Congenital malformations - Trachea
Dr Sarath Ranganathan, Royal Children's Hospital, Melbourne
Introduction: Congenital tracheal malformations may be either intrinsic to the trachea itself or a consequence of external compression of the airway. While congenital tracheal malformations are by definition present at birth, they may only cause symptoms far later in life. The commonest symptom is stridor which is classically biphasic. Other airway-related symptoms (e.g., wheezing, cough, pneumonia, croup) may be present as may be a history of poor feeding and failure to thrive. A history of frequent neck hyperextension is common as the child tries to maximally open the airway.

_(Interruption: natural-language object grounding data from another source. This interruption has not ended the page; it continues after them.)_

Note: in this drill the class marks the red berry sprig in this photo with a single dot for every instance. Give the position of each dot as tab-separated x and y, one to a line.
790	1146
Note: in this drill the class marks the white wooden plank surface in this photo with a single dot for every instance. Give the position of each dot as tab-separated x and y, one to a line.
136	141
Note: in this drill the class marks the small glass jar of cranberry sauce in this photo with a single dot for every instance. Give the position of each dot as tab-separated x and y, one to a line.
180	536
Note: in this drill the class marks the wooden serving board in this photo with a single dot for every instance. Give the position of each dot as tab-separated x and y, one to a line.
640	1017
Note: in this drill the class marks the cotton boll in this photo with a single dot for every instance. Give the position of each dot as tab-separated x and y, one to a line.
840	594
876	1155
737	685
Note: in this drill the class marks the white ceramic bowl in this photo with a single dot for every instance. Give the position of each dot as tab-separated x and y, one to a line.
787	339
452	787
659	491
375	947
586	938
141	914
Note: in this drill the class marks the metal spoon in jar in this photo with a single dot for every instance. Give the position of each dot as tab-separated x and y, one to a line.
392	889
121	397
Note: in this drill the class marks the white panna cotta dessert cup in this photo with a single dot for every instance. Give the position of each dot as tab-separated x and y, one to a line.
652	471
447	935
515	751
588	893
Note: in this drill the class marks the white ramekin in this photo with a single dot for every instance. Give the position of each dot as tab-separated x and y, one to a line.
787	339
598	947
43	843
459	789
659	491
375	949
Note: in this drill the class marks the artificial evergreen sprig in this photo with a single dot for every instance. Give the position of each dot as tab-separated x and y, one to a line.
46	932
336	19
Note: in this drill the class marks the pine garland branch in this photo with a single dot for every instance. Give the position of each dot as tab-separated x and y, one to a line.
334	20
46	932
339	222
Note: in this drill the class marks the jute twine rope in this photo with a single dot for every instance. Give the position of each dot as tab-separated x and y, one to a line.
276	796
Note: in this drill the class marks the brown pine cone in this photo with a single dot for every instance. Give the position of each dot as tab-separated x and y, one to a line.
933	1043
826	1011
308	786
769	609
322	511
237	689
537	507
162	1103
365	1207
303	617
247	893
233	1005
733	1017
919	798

Tracheal Embryology: The trachea begins its development during the 4th week of the embryological period as an outpouching of the ventral wall of the foregut (respiratory diverticulum). The endodermal lining of the pouch gives rise to the epithelial lining of the trachea. The cartilaginous and muscular components of the trachea are derived from the surrounding splanchnic mesoderm. The pouch elongates in the caudal direction and soon becomes separated from the foregut by the oesophagotracheal septum. The ventral portion forms the trachea and lung buds, while the dorsal portion forms the oesophagus.
Tracheal Agenesis and Atresia: Tracheal agenesis and atresia are almost uniformly fatal. Those affected newborns survive only if an alternate pathway for ventilation (eg, a patent broncho-oesophageal fistula) exists.
Tracheal Webs and Stenosis: A tracheal web consists of a thin layer of tissue that usually narrows but does not completely obstruct the tracheal lumen. In contrast to tracheal stenosis, no deformity or abnormality of the underlying cartilage exists. In tracheal stenosis a single tracheal ring, multiple rings, or even the entire length of the trachea may be involved with extension into the bronchi. While affected patients may be symptomatic at birth, symptoms may be delayed several months until the airway lumen is compromised further by exacerbation of an upper respiratory tract infection. Abnormalities associated with tracheal stenosis include vascular slings (e.g. a pulmonary artery sling where the left pulmonary artery passes between the trachea and oesophagus, resulting in distal tracheal and right main bronchus compression), tracheo-oesophageal fistulas, pulmonary hypoplasia, and trisomy 21.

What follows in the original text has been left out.